Hear from leaders across Medicaid, technology, and policy as they build trust, transparency, and accountability into the future of AI-driven Prior Authorization (PA). This on-demand session brings together real-world experience, federal policy insight, and modern AI with Human-in-the-Lead (HITL) principles — all in one practical and thought-provoking discussion.

What you'll learn:

  • Federal & State AI Landscape:
    Understand how CMS and MACPAC are shaping AI adoption in Medicaid PA, including privacy, oversight, and policy guardrails.
  • Washington State Health Care Authority's AI Readiness: 
    Gain insight into the Washington State Health Care Authority's AI strategy, including how they identify low-risk use cases for implementation.
  • AI in Action:
    See how Acentra Health uses generative AI methodologies and clinical automation tools to support HITL decisions to accelerate better outcomes. Understand the impact of policy changes, claims coordination, and the evolving Medicaid landscape under the new administration.

Participants

  • Mike Barabe, Deputy Chief Information Officer, Washington State Health Authority
  • Sean Harrison, Chief AI Officer, Acentra Health
  • Verlon Johnson, Chief Government & Corporate Affairs Officer, Acentra Health and Chair, MACPAC (Medicaid and CHIP Payment and Access Commission) 
  • Katherine Rogers, MPH, PhD, Deputy Director, MACPAC


Read the transcript

Note: This is a polished transcript of the full session and is not intended to be a verbatim record.

Opening and policy context

[Approx. 00:00] Verlon Johnson opens the session by framing the central issue: how Medicaid programs can use AI in prior authorization in ways that build trust, improve transparency, and maintain accountability.

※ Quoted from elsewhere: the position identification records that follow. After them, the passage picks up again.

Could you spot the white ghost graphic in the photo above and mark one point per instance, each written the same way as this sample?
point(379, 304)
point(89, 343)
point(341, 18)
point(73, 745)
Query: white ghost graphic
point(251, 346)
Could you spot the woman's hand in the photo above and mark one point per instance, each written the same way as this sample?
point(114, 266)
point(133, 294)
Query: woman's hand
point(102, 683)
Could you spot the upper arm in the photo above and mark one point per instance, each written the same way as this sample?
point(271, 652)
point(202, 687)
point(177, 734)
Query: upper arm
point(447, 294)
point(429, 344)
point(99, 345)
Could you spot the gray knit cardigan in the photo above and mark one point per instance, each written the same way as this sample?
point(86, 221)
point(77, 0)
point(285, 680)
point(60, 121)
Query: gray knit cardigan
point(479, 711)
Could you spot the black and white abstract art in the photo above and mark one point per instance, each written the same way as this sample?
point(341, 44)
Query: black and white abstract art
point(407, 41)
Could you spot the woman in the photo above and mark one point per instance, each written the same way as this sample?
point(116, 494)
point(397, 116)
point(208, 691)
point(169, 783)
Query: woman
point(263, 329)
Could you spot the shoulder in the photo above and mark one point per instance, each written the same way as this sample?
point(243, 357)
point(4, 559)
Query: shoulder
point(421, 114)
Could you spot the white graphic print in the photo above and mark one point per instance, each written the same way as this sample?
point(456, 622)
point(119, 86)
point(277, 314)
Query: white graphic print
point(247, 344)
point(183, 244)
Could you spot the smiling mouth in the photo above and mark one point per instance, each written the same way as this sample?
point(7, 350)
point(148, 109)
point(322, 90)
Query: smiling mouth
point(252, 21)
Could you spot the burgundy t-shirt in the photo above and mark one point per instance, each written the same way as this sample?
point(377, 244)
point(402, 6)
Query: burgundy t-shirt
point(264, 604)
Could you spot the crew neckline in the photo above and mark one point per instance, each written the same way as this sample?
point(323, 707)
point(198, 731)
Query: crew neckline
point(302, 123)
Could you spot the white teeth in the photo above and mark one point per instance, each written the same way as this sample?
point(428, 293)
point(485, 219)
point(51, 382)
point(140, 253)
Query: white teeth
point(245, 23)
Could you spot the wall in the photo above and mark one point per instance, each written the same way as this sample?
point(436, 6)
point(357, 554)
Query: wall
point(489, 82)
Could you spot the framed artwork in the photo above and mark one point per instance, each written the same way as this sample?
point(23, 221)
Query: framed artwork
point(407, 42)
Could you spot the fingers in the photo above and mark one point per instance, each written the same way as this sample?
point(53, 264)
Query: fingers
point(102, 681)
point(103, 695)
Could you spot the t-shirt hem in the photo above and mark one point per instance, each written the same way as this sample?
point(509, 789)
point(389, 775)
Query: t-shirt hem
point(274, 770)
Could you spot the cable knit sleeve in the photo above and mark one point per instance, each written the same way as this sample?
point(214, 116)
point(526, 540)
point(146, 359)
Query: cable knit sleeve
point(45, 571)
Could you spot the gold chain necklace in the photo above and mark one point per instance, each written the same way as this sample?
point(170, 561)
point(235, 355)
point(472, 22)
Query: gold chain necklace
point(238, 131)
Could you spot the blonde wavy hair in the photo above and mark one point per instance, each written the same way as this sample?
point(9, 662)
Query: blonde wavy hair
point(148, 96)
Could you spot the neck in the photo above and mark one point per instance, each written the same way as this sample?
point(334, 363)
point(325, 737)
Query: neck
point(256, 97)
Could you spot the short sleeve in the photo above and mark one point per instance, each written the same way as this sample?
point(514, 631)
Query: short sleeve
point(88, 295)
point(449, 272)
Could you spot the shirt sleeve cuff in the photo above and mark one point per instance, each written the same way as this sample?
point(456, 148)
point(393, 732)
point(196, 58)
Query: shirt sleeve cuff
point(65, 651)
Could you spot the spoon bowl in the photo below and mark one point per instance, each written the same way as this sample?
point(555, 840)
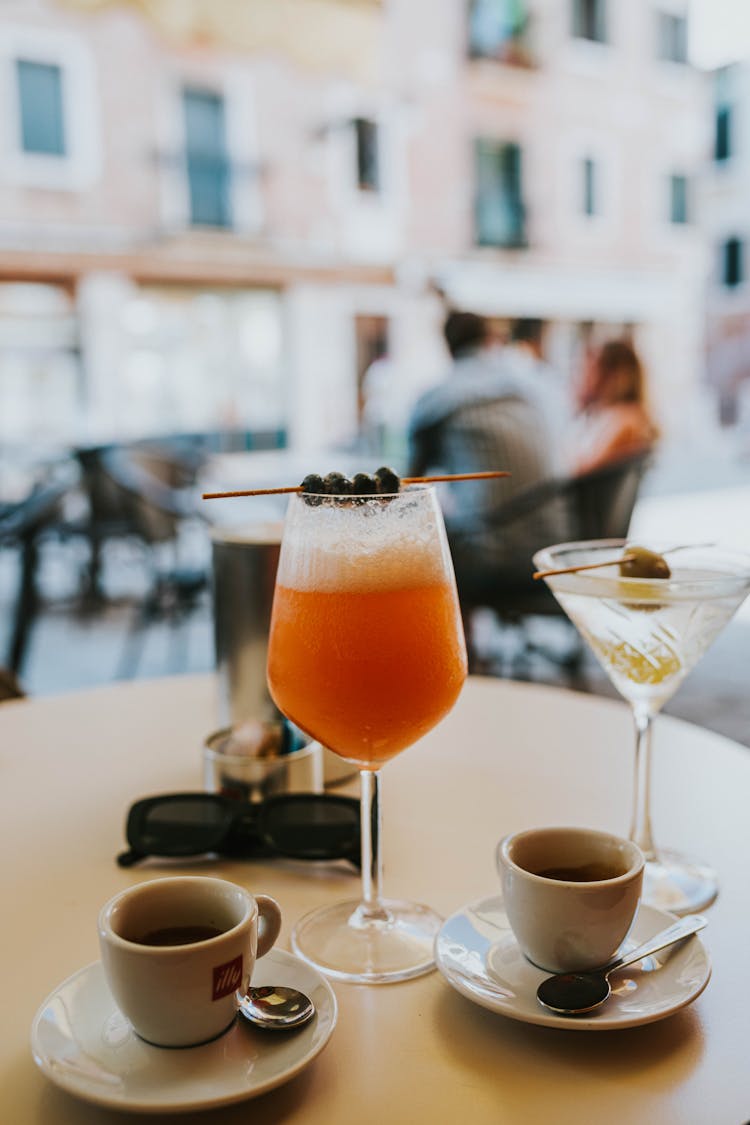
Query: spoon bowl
point(276, 1007)
point(580, 993)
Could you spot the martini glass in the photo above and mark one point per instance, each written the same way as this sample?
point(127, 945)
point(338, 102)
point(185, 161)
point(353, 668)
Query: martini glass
point(367, 654)
point(648, 635)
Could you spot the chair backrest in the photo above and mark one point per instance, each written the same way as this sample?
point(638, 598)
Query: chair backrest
point(602, 501)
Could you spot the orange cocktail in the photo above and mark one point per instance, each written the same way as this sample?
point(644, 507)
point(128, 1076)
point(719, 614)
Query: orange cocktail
point(367, 654)
point(367, 671)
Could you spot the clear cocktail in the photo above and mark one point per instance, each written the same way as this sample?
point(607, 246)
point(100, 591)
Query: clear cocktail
point(649, 633)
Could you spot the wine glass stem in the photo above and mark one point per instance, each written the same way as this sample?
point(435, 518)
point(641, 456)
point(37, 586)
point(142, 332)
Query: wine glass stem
point(371, 908)
point(641, 828)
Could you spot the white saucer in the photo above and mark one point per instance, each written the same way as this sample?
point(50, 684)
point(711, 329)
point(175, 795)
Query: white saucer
point(478, 955)
point(84, 1044)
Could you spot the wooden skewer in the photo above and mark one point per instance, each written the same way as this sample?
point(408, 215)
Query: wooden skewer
point(406, 480)
point(586, 566)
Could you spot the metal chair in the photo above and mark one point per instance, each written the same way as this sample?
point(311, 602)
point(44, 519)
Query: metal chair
point(594, 505)
point(23, 528)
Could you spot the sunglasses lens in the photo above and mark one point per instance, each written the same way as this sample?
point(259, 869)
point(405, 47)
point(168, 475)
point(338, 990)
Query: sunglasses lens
point(181, 826)
point(313, 828)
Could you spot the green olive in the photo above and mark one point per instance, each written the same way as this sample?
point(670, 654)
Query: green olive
point(644, 564)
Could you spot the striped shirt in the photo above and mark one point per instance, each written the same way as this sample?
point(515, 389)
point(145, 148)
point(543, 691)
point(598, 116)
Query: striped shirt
point(481, 419)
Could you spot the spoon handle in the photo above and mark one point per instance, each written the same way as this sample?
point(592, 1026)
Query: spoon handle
point(681, 928)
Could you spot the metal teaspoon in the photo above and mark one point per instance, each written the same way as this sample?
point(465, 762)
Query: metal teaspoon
point(576, 993)
point(276, 1007)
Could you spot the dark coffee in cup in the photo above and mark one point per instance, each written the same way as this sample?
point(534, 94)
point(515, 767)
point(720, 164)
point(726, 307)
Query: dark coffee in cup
point(179, 935)
point(581, 873)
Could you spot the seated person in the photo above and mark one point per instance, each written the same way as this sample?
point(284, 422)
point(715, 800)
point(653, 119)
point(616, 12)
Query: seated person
point(480, 417)
point(615, 420)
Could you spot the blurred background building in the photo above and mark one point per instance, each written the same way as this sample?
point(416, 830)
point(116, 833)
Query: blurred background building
point(217, 215)
point(243, 221)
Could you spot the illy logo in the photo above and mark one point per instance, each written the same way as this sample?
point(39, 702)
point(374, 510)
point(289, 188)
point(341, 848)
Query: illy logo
point(227, 978)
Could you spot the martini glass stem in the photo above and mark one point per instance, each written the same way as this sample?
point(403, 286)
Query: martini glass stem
point(371, 907)
point(641, 827)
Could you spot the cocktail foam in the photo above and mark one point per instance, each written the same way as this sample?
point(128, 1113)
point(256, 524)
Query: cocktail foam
point(369, 547)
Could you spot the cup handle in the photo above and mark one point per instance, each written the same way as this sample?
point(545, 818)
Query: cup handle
point(269, 923)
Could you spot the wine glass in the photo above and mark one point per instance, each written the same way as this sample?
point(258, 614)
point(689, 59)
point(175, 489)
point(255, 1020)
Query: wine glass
point(648, 633)
point(367, 654)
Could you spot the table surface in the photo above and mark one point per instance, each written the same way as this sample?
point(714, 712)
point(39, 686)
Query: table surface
point(508, 756)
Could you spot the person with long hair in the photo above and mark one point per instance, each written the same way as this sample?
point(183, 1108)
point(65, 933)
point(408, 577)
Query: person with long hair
point(616, 421)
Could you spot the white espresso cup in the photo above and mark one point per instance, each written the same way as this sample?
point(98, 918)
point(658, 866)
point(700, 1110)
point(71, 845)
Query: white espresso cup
point(177, 951)
point(570, 894)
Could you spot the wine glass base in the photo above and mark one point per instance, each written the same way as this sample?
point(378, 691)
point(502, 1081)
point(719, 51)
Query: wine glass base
point(678, 884)
point(344, 944)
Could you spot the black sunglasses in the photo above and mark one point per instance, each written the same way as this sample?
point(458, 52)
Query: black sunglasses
point(297, 826)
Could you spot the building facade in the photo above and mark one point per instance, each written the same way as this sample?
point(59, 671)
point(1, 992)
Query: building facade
point(210, 224)
point(726, 222)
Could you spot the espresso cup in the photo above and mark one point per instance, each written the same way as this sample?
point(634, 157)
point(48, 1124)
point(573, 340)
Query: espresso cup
point(175, 953)
point(570, 894)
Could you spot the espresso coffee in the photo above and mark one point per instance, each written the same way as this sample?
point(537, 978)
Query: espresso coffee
point(585, 873)
point(179, 935)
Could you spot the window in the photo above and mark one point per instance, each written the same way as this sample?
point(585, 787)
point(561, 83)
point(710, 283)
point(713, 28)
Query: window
point(206, 158)
point(589, 20)
point(678, 208)
point(499, 210)
point(723, 136)
point(497, 29)
point(368, 155)
point(41, 107)
point(671, 37)
point(733, 264)
point(723, 118)
point(589, 178)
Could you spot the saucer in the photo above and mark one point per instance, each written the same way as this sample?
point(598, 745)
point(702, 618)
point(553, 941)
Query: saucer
point(86, 1045)
point(479, 956)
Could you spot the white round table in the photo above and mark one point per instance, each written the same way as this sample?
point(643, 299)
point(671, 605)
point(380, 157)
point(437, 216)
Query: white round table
point(509, 755)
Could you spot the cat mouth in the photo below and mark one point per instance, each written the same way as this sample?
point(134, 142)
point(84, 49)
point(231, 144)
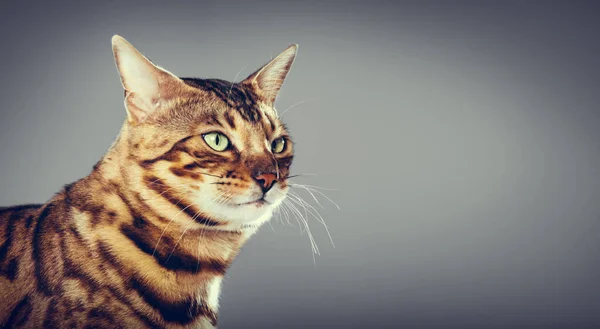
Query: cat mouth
point(257, 202)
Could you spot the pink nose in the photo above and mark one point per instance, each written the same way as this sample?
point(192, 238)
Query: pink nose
point(266, 181)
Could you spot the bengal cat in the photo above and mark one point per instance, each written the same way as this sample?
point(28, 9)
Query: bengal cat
point(144, 240)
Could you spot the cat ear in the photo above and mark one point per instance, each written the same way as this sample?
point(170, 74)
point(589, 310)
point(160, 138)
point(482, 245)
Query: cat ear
point(146, 85)
point(268, 79)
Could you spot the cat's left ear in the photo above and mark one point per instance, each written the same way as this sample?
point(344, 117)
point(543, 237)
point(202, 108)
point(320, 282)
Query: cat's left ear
point(267, 81)
point(147, 86)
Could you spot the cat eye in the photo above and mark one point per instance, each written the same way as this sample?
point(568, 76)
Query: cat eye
point(278, 145)
point(216, 141)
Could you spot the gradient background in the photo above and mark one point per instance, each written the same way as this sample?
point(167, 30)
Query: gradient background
point(463, 139)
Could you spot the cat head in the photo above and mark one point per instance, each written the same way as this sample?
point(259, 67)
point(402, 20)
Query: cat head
point(204, 150)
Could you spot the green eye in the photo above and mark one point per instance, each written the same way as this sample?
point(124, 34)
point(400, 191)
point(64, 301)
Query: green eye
point(217, 141)
point(278, 145)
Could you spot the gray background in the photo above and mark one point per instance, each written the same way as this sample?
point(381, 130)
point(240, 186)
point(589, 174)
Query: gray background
point(463, 139)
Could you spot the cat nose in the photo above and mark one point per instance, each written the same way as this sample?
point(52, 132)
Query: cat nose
point(266, 181)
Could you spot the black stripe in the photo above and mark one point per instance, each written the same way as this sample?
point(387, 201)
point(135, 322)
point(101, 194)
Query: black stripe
point(20, 314)
point(167, 156)
point(108, 257)
point(235, 95)
point(178, 261)
point(162, 189)
point(180, 312)
point(42, 282)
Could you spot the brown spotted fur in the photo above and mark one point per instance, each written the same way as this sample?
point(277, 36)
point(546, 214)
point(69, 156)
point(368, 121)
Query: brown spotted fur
point(86, 259)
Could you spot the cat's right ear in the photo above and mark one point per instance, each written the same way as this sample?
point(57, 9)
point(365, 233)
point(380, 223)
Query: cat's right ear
point(146, 85)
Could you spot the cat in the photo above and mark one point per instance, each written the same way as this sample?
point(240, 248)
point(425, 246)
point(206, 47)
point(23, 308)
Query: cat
point(144, 240)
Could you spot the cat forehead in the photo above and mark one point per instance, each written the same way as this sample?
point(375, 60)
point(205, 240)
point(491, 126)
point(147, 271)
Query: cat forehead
point(235, 103)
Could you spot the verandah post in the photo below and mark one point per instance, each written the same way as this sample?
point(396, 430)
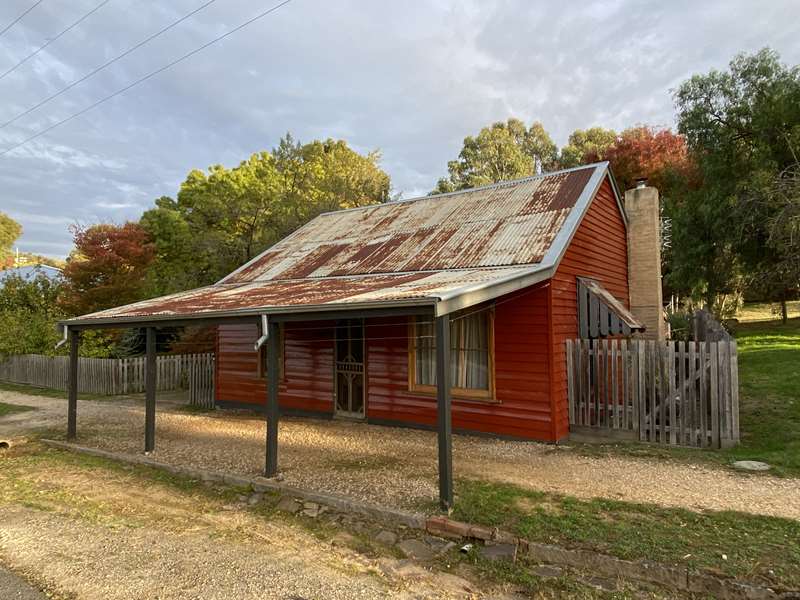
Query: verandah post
point(150, 391)
point(272, 400)
point(72, 397)
point(444, 422)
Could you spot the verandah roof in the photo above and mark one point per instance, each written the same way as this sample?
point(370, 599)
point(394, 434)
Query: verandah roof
point(447, 251)
point(310, 294)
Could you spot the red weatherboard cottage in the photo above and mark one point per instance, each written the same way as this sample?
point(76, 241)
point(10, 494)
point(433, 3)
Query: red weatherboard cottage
point(352, 310)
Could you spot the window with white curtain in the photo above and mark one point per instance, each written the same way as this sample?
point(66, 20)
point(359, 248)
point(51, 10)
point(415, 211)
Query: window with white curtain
point(471, 359)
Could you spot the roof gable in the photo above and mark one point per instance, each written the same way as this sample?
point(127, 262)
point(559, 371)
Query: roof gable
point(506, 224)
point(447, 252)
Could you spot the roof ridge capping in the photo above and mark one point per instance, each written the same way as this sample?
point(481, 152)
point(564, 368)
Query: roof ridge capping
point(476, 293)
point(488, 186)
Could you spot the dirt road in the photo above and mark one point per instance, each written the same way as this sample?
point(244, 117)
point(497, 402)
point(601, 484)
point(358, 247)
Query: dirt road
point(397, 467)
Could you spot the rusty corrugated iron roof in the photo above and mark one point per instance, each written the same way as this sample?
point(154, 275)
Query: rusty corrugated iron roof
point(505, 224)
point(450, 251)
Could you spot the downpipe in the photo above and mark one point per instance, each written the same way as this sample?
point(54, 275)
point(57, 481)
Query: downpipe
point(264, 333)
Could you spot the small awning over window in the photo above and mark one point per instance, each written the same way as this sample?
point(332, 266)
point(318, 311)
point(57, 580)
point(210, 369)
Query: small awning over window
point(600, 314)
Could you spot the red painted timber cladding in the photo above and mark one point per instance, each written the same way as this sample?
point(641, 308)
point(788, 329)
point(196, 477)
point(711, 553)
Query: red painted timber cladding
point(599, 249)
point(308, 366)
point(521, 374)
point(530, 329)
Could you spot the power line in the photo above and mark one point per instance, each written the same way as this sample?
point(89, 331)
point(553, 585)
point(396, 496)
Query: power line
point(145, 78)
point(17, 20)
point(51, 40)
point(108, 63)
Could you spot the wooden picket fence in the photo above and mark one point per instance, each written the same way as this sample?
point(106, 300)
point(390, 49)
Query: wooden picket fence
point(675, 393)
point(115, 376)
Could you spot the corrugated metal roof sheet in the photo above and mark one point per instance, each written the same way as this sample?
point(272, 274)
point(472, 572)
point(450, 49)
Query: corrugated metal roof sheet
point(430, 249)
point(505, 224)
point(317, 292)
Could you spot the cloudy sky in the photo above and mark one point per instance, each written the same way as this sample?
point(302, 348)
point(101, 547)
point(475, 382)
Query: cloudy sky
point(410, 78)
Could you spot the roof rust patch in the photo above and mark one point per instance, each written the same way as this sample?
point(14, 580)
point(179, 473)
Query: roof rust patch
point(503, 225)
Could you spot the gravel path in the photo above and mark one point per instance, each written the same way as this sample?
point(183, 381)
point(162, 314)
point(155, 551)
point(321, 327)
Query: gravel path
point(13, 587)
point(84, 533)
point(397, 467)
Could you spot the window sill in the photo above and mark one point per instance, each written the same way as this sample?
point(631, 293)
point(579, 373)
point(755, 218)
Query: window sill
point(459, 394)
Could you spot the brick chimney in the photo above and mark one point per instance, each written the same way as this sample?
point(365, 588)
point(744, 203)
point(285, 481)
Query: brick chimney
point(644, 258)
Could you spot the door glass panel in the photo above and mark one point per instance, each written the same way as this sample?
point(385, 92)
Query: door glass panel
point(350, 368)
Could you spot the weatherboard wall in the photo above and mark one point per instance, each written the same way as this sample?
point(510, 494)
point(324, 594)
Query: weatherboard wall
point(522, 407)
point(599, 250)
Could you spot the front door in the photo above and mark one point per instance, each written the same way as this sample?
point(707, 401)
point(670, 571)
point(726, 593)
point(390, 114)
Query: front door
point(349, 365)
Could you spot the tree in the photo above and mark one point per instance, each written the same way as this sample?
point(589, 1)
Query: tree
point(107, 268)
point(659, 155)
point(10, 230)
point(224, 217)
point(779, 276)
point(743, 131)
point(28, 314)
point(586, 145)
point(500, 152)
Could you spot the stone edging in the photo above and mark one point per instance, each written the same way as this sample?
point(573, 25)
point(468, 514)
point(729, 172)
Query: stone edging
point(677, 578)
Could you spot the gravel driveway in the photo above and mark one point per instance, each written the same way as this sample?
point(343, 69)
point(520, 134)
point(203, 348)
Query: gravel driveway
point(397, 467)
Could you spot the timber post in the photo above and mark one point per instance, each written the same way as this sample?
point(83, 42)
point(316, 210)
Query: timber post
point(150, 391)
point(72, 397)
point(271, 469)
point(444, 421)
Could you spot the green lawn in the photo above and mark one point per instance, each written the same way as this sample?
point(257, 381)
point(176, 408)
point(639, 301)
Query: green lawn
point(769, 391)
point(764, 549)
point(10, 409)
point(769, 401)
point(46, 392)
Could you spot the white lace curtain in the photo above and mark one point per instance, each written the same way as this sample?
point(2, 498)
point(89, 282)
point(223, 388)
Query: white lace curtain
point(469, 351)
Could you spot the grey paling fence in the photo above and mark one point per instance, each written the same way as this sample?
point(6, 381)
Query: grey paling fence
point(112, 376)
point(676, 393)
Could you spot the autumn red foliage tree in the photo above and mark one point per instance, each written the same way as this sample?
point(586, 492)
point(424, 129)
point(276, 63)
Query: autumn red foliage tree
point(107, 267)
point(659, 155)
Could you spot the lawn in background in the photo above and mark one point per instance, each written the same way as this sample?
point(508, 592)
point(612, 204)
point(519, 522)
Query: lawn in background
point(769, 399)
point(10, 409)
point(769, 392)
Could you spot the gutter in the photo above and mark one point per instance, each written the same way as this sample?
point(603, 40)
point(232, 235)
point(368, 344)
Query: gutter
point(250, 312)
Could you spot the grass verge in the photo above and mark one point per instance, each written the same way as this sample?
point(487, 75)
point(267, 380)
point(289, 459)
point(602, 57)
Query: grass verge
point(764, 549)
point(47, 392)
point(10, 409)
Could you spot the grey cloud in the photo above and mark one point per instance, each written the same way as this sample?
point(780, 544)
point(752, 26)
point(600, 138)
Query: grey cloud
point(409, 78)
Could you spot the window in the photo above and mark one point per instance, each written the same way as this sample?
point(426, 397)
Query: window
point(471, 354)
point(262, 356)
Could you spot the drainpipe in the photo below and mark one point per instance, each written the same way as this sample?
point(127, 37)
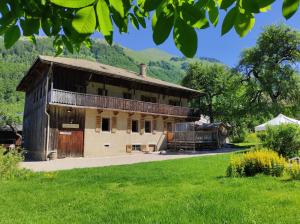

[Approx. 03:30] The discussion then turns to the federal and state policy environment. Dr. Katherine Rogers highlights the importance of guardrails, oversight, and clear governance as AI adoption moves forward in Medicaid.

State readiness and responsible adoption

[Approx. 10:00] Mike Barabe describes how Washington State is approaching AI readiness by starting with lower-risk use cases and focusing on operational discipline, governance, and measurable outcomes.

[Approx. 12:30] The panel emphasizes that readiness is not only about technology. It also depends on internal alignment, strong oversight, and confidence that AI-supported workflows can be introduced responsibly.

Human-in-the-loop AI in action

[Approx. 15:00] Sean Harrison explains how generative AI and clinical automation can help organize information, reduce repetitive manual work, and support better workflow management in prior authorization.

[Approx. 18:30] A key point throughout the discussion is that AI should support expert judgment, not replace it. Human-in-the-loop design remains essential, especially in complex or clinically sensitive cases.

Reducing provider burden while preserving rigor

[Approx. 22:00] The panel discusses provider burden and the challenges created by fragmented documentation, inconsistent requirements, and manual review processes. AI-supported workflows can help reduce unnecessary administrative effort and create a more predictable provider experience.

[Approx. 25:00] At the same time, the conversation makes clear that efficiency must be balanced with compliance, quality, and sound clinical review.

Transparency, data, and implementation

[Approx. 27:00] The panel reinforces that transparency and explainability are critical. Teams need to understand how AI-supported outputs are generated, reviewed, and monitored over time.

[Approx. 30:00] Sean Harrison and Mike Barabe also emphasize the importance of data quality and interoperability. AI works best when the underlying data is reliable and systems can exchange information effectively.

[Approx. 33:00] The implementation guidance is practical: begin with governance, define clear use cases, set measurable goals, and treat AI adoption as an ongoing operational capability rather than a one-time launch.

Closing takeaway

[Approx. 33:30] In closing, Verlon Johnson returns to the central message of the session: trust in AI-driven prior authorization is built through thoughtful implementation, explainable workflows, strong oversight, and consistent collaboration across policy, clinical, operational, and technology teams.